MCP Server

A Model Context Protocol (MCP) server that lets IDEs and agentic systems orchestrate crawling and scraping with WDS. It exposes ready‑to‑use tools and prompts for link discovery, data extraction, and workflow automation — all backed by the WDS API Server.

What You Can Do

Run crawl/scrape workflows with tools (start jobs, follow links, extract fields, check status).
Use one‑shot prompts to guide an agent through discovery and extraction tasks.
Stream large extractions via cursors for efficient, incremental processing.

WDS API Server

WDS API Server provides the core functionality, including the WDS MCP Server.

WDS MCP Server

When the WDS API Server is up and running, the WDS MCP Server can be connected to IDEs:

Visual Studio Code

Here is an official instruction on how to connect MCP servers to Visual Studio Code.

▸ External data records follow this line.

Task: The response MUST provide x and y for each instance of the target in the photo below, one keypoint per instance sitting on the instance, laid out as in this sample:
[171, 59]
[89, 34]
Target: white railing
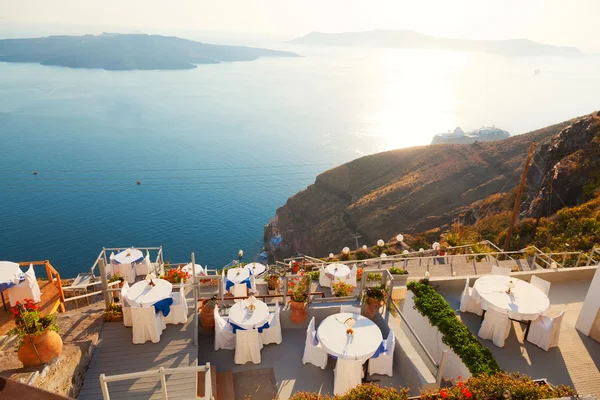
[161, 373]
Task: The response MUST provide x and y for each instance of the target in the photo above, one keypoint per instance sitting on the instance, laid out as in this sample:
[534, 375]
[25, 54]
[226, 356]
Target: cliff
[421, 188]
[126, 52]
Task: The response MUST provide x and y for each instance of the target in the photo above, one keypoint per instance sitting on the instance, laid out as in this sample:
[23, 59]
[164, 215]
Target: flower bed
[431, 304]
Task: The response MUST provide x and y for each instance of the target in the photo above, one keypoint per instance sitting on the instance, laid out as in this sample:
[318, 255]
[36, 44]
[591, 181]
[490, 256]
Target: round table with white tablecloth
[361, 345]
[142, 294]
[240, 315]
[256, 268]
[525, 302]
[337, 272]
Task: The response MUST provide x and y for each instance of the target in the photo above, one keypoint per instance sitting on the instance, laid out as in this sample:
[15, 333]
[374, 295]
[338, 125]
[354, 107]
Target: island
[407, 39]
[458, 136]
[126, 52]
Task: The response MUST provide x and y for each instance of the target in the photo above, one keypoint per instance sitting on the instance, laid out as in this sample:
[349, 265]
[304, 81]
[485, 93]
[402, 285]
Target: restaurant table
[337, 272]
[524, 304]
[256, 268]
[243, 318]
[361, 345]
[10, 275]
[141, 294]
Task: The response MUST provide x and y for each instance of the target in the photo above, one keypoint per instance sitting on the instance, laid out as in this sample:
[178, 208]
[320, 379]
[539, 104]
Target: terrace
[417, 364]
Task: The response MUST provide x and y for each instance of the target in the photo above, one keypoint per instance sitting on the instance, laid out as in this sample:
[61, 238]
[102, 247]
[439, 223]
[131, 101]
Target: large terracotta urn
[48, 346]
[373, 306]
[298, 311]
[207, 317]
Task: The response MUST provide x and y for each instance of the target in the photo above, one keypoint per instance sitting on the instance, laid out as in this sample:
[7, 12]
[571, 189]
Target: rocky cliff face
[401, 191]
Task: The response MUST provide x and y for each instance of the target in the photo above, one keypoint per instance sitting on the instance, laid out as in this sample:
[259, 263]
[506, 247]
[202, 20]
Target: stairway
[222, 384]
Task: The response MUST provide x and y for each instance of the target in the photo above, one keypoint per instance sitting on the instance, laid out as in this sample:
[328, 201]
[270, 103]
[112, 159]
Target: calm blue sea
[219, 148]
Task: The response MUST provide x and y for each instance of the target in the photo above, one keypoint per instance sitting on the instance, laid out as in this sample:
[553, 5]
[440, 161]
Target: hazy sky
[559, 22]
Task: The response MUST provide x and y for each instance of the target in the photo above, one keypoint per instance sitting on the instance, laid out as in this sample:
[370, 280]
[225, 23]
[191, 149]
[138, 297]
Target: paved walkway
[576, 360]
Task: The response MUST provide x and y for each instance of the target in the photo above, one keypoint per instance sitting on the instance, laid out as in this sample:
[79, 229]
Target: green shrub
[431, 304]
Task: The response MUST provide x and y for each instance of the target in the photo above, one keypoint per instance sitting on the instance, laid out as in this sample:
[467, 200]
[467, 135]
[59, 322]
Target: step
[225, 386]
[213, 376]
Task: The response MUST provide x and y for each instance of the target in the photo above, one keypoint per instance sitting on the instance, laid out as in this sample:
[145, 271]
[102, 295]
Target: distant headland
[122, 52]
[407, 39]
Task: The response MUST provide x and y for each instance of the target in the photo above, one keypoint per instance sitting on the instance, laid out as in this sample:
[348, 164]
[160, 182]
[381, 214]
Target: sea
[219, 148]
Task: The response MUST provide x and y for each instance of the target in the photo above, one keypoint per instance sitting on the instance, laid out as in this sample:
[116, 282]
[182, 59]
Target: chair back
[541, 284]
[500, 271]
[390, 343]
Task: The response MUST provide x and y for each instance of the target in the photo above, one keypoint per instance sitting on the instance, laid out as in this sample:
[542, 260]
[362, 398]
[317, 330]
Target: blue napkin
[164, 305]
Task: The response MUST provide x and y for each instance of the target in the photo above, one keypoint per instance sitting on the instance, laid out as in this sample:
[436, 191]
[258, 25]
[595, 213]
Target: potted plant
[341, 289]
[39, 342]
[272, 283]
[114, 312]
[298, 292]
[207, 313]
[373, 298]
[400, 276]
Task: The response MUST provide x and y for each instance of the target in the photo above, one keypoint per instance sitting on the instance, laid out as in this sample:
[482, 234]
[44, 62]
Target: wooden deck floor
[49, 304]
[116, 354]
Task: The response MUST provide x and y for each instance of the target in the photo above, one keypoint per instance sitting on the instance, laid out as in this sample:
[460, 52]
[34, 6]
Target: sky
[558, 22]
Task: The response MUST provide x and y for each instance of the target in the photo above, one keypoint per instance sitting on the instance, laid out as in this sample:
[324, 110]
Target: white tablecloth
[360, 346]
[526, 302]
[256, 268]
[129, 256]
[9, 272]
[232, 274]
[335, 271]
[142, 294]
[239, 315]
[199, 269]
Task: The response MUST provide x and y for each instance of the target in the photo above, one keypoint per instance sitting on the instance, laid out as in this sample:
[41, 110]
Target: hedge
[431, 304]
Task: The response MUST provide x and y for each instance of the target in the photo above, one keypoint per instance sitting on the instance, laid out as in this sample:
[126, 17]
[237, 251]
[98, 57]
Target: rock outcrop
[408, 190]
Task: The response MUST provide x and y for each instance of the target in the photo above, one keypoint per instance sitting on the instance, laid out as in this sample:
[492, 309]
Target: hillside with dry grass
[422, 189]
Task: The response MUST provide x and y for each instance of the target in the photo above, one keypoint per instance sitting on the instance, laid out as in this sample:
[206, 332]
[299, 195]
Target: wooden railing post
[102, 268]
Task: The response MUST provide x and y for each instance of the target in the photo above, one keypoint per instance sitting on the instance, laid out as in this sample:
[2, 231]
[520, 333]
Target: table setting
[522, 301]
[249, 313]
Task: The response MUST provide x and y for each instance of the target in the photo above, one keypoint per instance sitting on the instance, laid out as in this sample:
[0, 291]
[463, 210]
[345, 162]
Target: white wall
[590, 307]
[432, 339]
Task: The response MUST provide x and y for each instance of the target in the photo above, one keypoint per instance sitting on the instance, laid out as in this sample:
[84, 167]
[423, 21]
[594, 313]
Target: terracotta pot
[298, 312]
[207, 317]
[48, 345]
[372, 309]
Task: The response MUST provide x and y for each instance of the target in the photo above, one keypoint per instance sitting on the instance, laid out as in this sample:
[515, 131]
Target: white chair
[224, 336]
[314, 353]
[352, 279]
[467, 303]
[26, 289]
[324, 281]
[143, 268]
[384, 363]
[240, 290]
[146, 325]
[544, 331]
[350, 309]
[247, 346]
[495, 327]
[346, 375]
[178, 312]
[127, 321]
[496, 270]
[541, 284]
[273, 333]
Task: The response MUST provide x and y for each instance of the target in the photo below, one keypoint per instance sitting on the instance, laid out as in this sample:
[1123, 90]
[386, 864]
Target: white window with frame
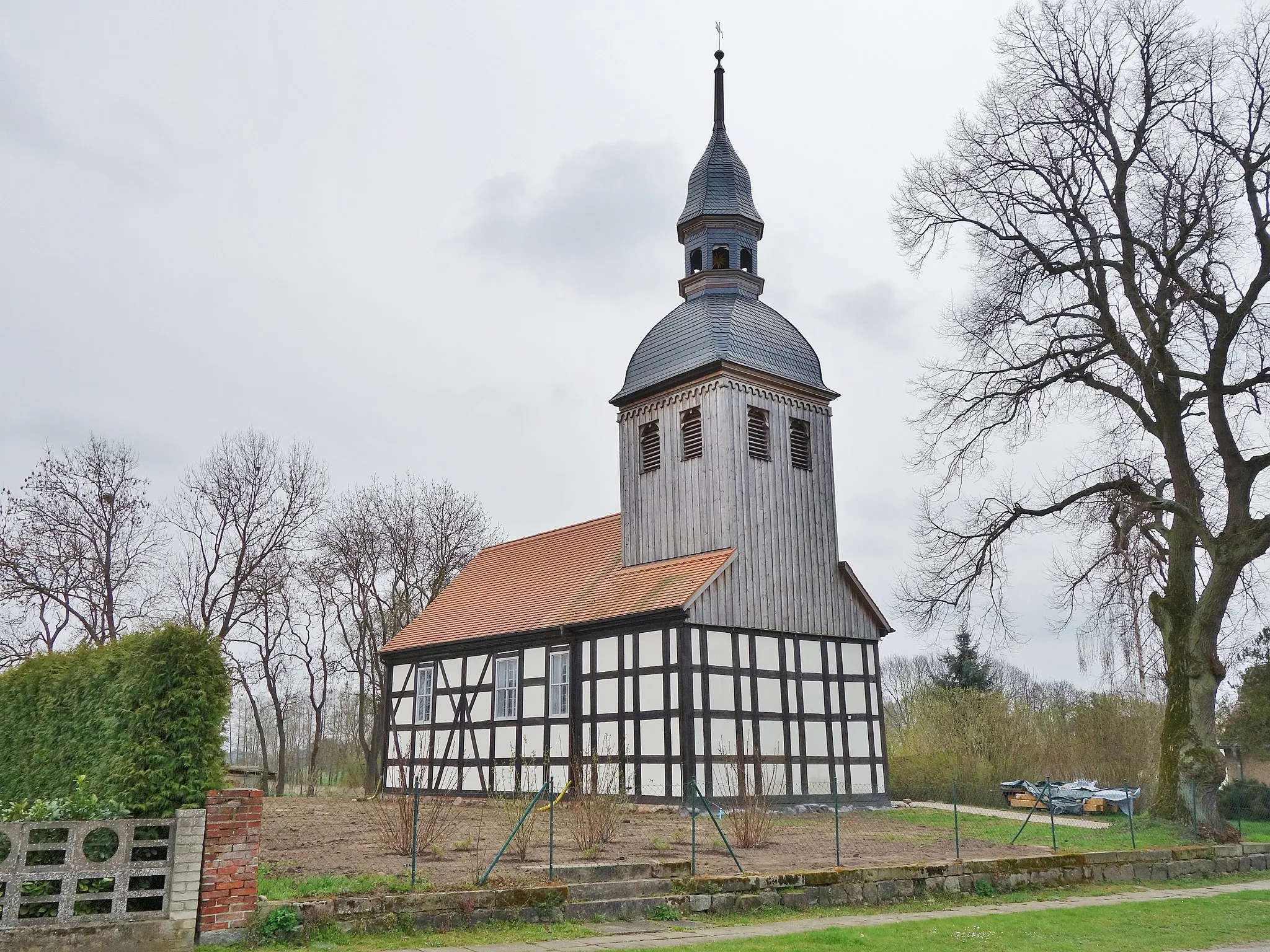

Use the following values to connect WDS MCP Server:

Parameter	Value	Description
Name	wds	A name to find the WDS MCP Server among other connected MCP servers
Type	http	WDS MCP Server is connected using the HTTP protocol
URL	http://[host:port]/mcp	A WDS MCP Server URL. If WDS API Server is deployed locally in Docker, the URL appears to be `http://localhost:2807/mcp`

Quick Start

Deploy the WDS API Server (see Server Deployments).
Connect the MCP server in your IDE (see table above).
Try a prompt, for example in VS Code: /mcp.wds.scrape-data with optional urls and mainTask args.

Tools at a Glance

StartJob: create/update a job from a Job Config, return initial Download Tasks.
Crawl: discover follow‑up pages using a selector, return Download Tasks.
Scrape: extract text/attribute values with a selector.
GetDownloadTaskStatus: inspect status, errors, and request/response details.
CrawlMdr: execute hierarchical crawl/scrape plans with cursor‑based results.
CrawlMdrConfig* helpers: build/update multi‑level plans (subs, crawl params, scrape params).
GetCrawlMdrData: fetch the next batch of scraped JSON documents via cursor.

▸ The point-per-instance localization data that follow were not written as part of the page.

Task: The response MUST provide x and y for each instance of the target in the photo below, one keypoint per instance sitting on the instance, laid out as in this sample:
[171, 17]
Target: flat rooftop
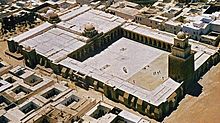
[132, 67]
[147, 31]
[55, 43]
[103, 22]
[125, 57]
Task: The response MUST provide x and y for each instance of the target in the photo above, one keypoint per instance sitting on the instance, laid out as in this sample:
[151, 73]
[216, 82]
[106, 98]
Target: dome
[89, 27]
[181, 35]
[51, 14]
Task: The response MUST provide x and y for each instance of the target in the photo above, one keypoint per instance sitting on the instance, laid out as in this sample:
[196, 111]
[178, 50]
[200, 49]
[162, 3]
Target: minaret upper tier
[181, 47]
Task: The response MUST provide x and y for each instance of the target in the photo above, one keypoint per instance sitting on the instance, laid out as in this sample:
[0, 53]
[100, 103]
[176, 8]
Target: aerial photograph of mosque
[109, 61]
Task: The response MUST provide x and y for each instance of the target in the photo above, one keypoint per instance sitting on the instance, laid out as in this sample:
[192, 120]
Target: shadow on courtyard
[195, 89]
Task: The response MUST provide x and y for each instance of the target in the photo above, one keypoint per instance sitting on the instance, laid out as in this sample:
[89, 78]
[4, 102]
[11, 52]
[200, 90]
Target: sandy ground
[202, 109]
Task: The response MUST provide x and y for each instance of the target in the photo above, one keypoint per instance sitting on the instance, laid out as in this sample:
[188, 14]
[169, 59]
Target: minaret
[181, 60]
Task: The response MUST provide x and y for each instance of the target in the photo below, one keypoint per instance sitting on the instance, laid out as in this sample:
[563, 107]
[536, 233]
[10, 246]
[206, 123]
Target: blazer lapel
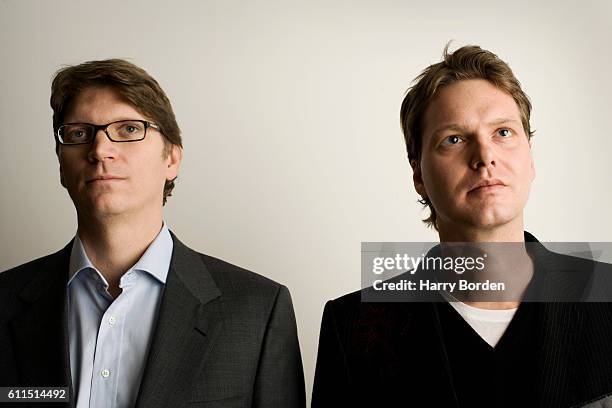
[40, 329]
[187, 323]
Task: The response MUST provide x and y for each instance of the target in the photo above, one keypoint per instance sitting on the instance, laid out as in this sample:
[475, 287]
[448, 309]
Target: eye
[504, 132]
[451, 140]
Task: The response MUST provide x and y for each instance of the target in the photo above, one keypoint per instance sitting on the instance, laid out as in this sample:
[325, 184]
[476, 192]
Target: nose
[483, 153]
[102, 148]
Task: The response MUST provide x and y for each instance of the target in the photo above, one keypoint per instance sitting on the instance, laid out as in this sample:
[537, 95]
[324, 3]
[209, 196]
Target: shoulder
[18, 277]
[230, 277]
[32, 278]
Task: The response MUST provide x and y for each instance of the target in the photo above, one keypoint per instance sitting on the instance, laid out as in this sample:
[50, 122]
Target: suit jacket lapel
[187, 323]
[40, 329]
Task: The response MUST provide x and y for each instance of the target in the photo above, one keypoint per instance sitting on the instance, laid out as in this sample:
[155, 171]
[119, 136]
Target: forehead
[468, 103]
[99, 105]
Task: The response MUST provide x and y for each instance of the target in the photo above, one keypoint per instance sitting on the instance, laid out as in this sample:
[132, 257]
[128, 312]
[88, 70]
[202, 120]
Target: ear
[533, 172]
[62, 181]
[417, 178]
[173, 162]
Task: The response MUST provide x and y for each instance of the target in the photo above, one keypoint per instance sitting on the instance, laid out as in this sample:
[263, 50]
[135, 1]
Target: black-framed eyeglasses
[119, 131]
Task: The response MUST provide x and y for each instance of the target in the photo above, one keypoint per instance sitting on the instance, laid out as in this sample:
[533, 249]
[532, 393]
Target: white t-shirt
[490, 324]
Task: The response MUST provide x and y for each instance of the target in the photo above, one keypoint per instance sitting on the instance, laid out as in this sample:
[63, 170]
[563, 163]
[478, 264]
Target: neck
[507, 261]
[115, 244]
[509, 232]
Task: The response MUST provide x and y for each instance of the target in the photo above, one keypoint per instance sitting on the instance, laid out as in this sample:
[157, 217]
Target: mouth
[487, 186]
[104, 179]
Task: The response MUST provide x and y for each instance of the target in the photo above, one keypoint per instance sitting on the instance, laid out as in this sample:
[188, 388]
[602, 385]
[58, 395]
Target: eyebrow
[459, 128]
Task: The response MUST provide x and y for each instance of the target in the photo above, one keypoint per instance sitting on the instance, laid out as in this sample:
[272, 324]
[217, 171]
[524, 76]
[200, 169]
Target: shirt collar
[155, 261]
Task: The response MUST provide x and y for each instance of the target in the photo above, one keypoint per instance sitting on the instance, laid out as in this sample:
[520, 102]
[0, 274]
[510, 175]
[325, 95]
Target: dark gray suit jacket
[225, 337]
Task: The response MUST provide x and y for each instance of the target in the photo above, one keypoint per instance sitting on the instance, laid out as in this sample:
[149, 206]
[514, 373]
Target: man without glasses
[467, 131]
[126, 315]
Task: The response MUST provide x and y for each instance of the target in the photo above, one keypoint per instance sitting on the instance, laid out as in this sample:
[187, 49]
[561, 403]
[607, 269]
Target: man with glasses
[126, 315]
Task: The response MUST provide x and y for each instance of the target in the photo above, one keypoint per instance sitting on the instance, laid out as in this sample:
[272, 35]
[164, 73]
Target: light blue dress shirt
[110, 339]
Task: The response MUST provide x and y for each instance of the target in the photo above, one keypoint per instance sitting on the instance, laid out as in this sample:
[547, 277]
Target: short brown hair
[131, 82]
[469, 62]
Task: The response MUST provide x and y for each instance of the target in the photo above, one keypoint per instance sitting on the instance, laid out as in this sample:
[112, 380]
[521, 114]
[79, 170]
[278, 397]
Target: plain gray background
[289, 113]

See full details in MCP Tools.

Prompts at a Glance

ScrapeData: discover pages, define fields, and configure site‑wide scraping to JSON.
Resume: crawl and summarize an entire site into a structured overview.

See full details in MCP Prompts.

Typical Flows

Simple: StartJob → Crawl → Scrape.
Hierarchical (MDR): CrawlMdrConfigCreate/Upsert* → StartJob → CrawlMdr → GetCrawlMdrData (repeat until cursor is empty).

Endpoint and Base Path

Default MCP endpoint: /mcp under the WDS base URL (e.g., http://localhost:2807/mcp).
Helm deployments can add a base‑path prefix via global.ingress.basePath.